身近なところでは、中野駅周辺の「桜まつり」が中止になりました。
今朝のテレビで、中野の個人デリバリー店の取材をした様子が映っていました。
毎年「桜まつり」で入る、オードブルやお弁当の注文が、今年は会社関係などの大口からはゼロだそうです。
注文がゼロということは、当然売上もゼロですよね。
例年の2割しか売れない、そう話す店主さんの表情も硬いです。
パートさんも断って、店主一人で仕込みをしていました。
ということは、断られたパートさんも、収入がなくなることになります。
自粛より何より、収入が減ったり途絶えたりすれば、物を買ったり外食したりは出来ないでしょう。
被災地の復興には莫大なお金が必要になります。
ただでさえ不景気と言われる世の中だったのに、震災後もっと景気が悪くなってしまったら・・・困りますよね。
贅沢をしよう、とは思いません。
でも、行きたい所へ出かけたり、身の丈に合った外食をしたりするのは許されるのではないでしょうか。

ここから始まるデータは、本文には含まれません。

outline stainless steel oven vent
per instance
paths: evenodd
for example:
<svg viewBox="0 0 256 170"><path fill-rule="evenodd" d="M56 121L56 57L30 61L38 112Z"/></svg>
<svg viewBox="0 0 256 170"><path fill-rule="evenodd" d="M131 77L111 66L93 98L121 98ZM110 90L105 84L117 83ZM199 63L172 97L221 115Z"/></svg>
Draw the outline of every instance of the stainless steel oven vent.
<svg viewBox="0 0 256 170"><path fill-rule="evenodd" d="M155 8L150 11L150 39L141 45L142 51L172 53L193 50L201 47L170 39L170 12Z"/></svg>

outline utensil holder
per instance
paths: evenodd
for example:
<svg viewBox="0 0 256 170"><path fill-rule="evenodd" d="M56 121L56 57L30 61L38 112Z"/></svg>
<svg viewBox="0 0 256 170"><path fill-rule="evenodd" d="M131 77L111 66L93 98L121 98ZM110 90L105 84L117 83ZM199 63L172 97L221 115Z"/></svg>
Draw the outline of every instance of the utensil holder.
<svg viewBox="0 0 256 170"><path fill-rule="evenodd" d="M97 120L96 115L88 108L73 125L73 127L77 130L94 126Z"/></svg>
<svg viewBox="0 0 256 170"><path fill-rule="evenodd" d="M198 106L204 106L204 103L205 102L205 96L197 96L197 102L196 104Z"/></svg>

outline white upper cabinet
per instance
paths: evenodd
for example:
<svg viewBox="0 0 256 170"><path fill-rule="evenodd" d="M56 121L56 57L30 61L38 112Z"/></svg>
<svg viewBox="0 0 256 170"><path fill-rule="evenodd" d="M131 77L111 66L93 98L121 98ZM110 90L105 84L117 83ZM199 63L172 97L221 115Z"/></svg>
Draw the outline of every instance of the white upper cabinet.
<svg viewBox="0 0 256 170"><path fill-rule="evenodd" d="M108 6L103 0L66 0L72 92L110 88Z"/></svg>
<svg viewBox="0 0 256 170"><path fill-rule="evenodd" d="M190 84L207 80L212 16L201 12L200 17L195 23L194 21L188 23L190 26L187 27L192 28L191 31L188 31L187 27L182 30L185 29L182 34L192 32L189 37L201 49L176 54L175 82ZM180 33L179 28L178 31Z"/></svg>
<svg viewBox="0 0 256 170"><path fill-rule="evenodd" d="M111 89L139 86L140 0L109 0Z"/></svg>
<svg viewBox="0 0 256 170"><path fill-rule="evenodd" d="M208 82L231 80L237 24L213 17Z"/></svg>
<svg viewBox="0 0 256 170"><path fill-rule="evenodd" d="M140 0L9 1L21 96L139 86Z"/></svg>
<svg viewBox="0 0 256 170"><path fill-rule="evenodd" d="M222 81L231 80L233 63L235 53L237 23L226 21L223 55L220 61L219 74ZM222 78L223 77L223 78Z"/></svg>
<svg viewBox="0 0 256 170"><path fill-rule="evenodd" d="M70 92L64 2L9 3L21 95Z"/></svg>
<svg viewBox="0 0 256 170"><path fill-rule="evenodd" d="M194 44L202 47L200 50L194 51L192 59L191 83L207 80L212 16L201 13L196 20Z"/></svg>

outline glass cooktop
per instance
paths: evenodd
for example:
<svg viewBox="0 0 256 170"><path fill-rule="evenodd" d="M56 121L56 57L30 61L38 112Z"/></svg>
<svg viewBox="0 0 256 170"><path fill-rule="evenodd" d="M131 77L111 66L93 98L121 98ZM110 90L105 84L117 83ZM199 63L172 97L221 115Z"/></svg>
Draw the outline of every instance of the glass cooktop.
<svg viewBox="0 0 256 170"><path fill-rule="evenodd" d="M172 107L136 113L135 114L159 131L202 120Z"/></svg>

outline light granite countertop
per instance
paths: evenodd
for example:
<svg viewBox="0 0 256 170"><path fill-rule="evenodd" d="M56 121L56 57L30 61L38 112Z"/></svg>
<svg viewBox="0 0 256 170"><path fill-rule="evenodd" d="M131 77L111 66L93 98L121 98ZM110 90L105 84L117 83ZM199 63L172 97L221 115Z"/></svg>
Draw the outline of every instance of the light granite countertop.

たとえ僅かでも、外にお金を使って経済を回していかなければ、益々不景気になるのではという気がします。
ということで、私も外出・外食記事を復活させます。
それだけではなく、復活させるには、もうひとつの理由があるのです。
原発が収束に向かわないので、海外のミュージシャンの来日がキャンセル、または延期になっています。
ビルボード東京は震災からずっとお休みしていますし、コットンクラブもほとんど休業に近い状態。
ブルーノート東京は、日本人アーティストに切り替えたりしていますが、それでも前ほどスケジュールは埋まっていません。
こんなに大きなジャズクラブでも、大変な影響を受けているのです。
小さなクラブや、個人事務所に近いプロモーターの方々も苦しいだろうなぁと思うと、胸が痛みます。
放射能の数値がどんどん上がり、全ての来日公演がキャンセルかと思えた時、フィル・ウッズ・グループだけが日本にやってきてくれました。
震災以降、22日23日の2日間だけが3月のコットンクラブの公演という寂しさ。
きっと家族の反対もあっただろうに、来てくれた彼らには敬意を表したい思いでいっぱい。
80歳という年齢なので、ERMのような迫力はない代わり、まるでいぶし銀のように味のある綺麗な音色。
単音をロングトーンで吹いただけで歌うのには、本当に驚かされました。
そしてそれが、まぎれもなくフィルの音なのにも・・・
私の大好きなウッドロアやMデュボアのSummer Knowsの音・・・。
ただ、満席じゃなかったのが残念だった。
こんな時だし、計画停電の話もあったから、まさしく「自粛」だったのかとも思うけれど・・・
原発がどうなるのか予測もつかない状態の時、わざわざ東京に仕事に行くのはリスキー。
それは至極当たり前の考えだし、否定する気は毛頭ないけれど、それでももしあなたの好きなミュージシャンが来てくれたのなら、聴きに行ってあげてほしいと思います。
お店を支えるためにも、ぜひ・・・。
私も、可能な限り行きたいと思うな。